Accountability in public life - The biggest threat to our society

DESPITE the reassuring, reinvigorating march of Spring, nature’s greatest expression of optimism, it is increasingly difficult to hope that the culture of evasion and bloody-minded opposition to accountability might ever be confronted much less eradicated from public life.

 It is now hard not to concede that all that is aspirational and good; that all of the ambitious plans for this society might not be undone by the Irish omerta that characterises the relationship between public institutions and the kept-in-the-dark citizens of this dishonest Republic.

That denial of responsibility, that unacceptable, anti-social ordering of interests has become a runaway cancer.

Even at this 11th hour, even if it’s almost too late, it is difficult to understand why we have allowed this nasty, destructive culture prevail, why we tolerate a kind of passive-aggressive corruption wilfully deployed to conceal.

Not only does it perpetuate poor performance, it makes it almost impossible to convince anyone who has eyes to see that higher standards are worthwhile and necessary, that honesty, like virtue, is its own reward even if it is much more than that.

The post-factual world of Donald Trump and Brexit — “£350m a week for the NHS” — are abhorrent but our tolerance of official evasion and disdain instead of transparency is a version of that collapse.

Refusing to take responsibility for actions by refusing to explain or even acknowledge them may not be lying but in today’s Ireland that’s a moot defence because there is no guarantee that good will prevail.

The dust has barely settled on the garda scandals around fake drink driving tests and flawed convictions and new scandals — domestic violence and murder statistics appear.

That these scandals appear before any plausible explanation has been offered for earlier ones is incredible.

That Commissioner Nóirín O’Sullivan has warned that reform might expose even more skeletons in what must be a huge cupboard adds to the sense of implosion but the gardaí are not alone.

Today we report on ‘Sarah’ who was abused in the same care home as ‘Grace’.

Her family discovered she had been trained to respond to keywords by undressing and adopting a sexual pose.

The HSE has, for two years, refused to share her records although they are legally obliged to.
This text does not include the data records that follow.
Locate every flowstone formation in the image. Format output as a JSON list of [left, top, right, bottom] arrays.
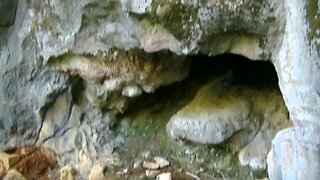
[[0, 0, 320, 179]]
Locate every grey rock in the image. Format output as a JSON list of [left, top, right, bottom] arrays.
[[153, 156, 170, 168], [238, 91, 292, 169], [167, 81, 259, 144], [156, 172, 172, 180], [0, 0, 320, 179]]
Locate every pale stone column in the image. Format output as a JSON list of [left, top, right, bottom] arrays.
[[268, 0, 320, 180]]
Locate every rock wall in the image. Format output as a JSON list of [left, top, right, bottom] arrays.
[[0, 0, 320, 179]]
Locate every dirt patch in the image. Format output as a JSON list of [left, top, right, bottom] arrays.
[[0, 147, 57, 180]]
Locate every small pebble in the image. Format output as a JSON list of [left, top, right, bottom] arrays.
[[133, 160, 142, 169], [142, 161, 160, 169], [156, 172, 172, 180], [145, 169, 160, 178], [153, 156, 170, 168]]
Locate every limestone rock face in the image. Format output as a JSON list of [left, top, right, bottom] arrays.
[[167, 78, 291, 169], [167, 82, 260, 144], [0, 0, 320, 179]]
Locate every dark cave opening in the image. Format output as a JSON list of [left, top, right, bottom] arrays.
[[188, 54, 278, 87], [113, 54, 287, 179], [122, 53, 280, 113]]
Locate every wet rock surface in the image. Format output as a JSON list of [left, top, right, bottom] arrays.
[[0, 0, 320, 179]]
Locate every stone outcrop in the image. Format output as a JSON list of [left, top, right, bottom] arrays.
[[167, 75, 291, 169], [0, 0, 320, 179]]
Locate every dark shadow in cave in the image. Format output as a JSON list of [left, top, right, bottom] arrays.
[[121, 54, 279, 114], [188, 54, 278, 88], [112, 54, 278, 179]]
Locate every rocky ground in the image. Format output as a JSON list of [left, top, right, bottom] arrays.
[[0, 56, 290, 180]]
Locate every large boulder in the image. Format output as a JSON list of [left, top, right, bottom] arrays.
[[0, 0, 320, 179]]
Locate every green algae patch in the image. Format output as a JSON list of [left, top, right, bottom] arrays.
[[306, 0, 320, 41]]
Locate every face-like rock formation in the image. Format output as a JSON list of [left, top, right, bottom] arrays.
[[0, 0, 320, 179]]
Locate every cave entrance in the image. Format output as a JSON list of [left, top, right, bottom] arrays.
[[115, 54, 290, 179]]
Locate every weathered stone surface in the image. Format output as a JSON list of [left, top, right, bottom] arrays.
[[239, 91, 291, 169], [88, 164, 108, 180], [0, 0, 320, 178], [49, 51, 189, 112], [153, 156, 170, 168], [142, 161, 160, 170], [3, 169, 27, 180], [167, 80, 261, 144], [268, 128, 320, 179], [156, 172, 172, 180], [60, 165, 76, 180], [0, 152, 20, 169]]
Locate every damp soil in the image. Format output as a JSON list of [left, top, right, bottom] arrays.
[[113, 55, 278, 179], [0, 146, 59, 180]]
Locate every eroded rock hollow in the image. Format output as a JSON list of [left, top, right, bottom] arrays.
[[0, 0, 320, 179]]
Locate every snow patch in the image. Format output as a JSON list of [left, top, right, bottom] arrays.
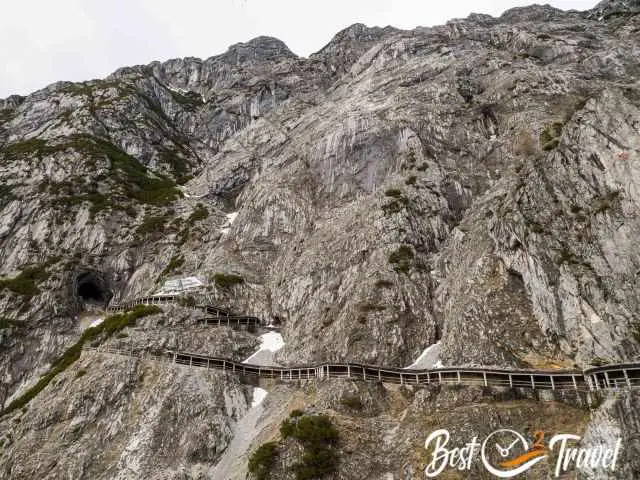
[[220, 212, 238, 235], [225, 212, 238, 225], [242, 332, 284, 365], [405, 342, 442, 369], [89, 318, 104, 328], [154, 277, 204, 295], [251, 387, 267, 408]]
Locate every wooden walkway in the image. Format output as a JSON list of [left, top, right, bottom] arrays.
[[99, 295, 640, 391], [86, 347, 640, 391], [106, 295, 267, 328]]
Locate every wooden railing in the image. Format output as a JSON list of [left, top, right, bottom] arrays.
[[82, 347, 640, 391], [106, 295, 267, 327]]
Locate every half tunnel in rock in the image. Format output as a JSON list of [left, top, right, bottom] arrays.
[[73, 270, 113, 305]]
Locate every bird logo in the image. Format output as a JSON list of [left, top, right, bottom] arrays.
[[481, 429, 548, 478]]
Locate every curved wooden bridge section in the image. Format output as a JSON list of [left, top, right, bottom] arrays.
[[100, 295, 640, 391], [87, 347, 640, 391], [106, 295, 267, 327]]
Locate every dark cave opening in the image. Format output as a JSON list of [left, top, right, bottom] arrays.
[[75, 271, 113, 305]]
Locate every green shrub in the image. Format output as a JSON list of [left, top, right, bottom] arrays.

How can they get away with this?

And it gets worse.

When the girl’s family raised concerns they became the focus of the investigation because authorities thought she was abused in her home rather than elsewhere.

The family believe they are being denied access to records to facilitate a cover up. Remember, this is the HSE that has had to revisit the Oireachtas health committee on several occasions recently to “correct” the record.

The world of government, politics, and public affairs has many grey areas, areas where things are not black or white.

Unfortunately, our grey areas have become twilight zones where unacceptable behaviour is the norm.

In the not too distant future Taoiseach Enda Kenny will have a successor.

That person may imagine that Brexit or, say, climate change is their greatest challenge. Not so. Unless this culture of omerta is ended nothing of any consequence will change or improve because silence begets stasis. This is a real crisis.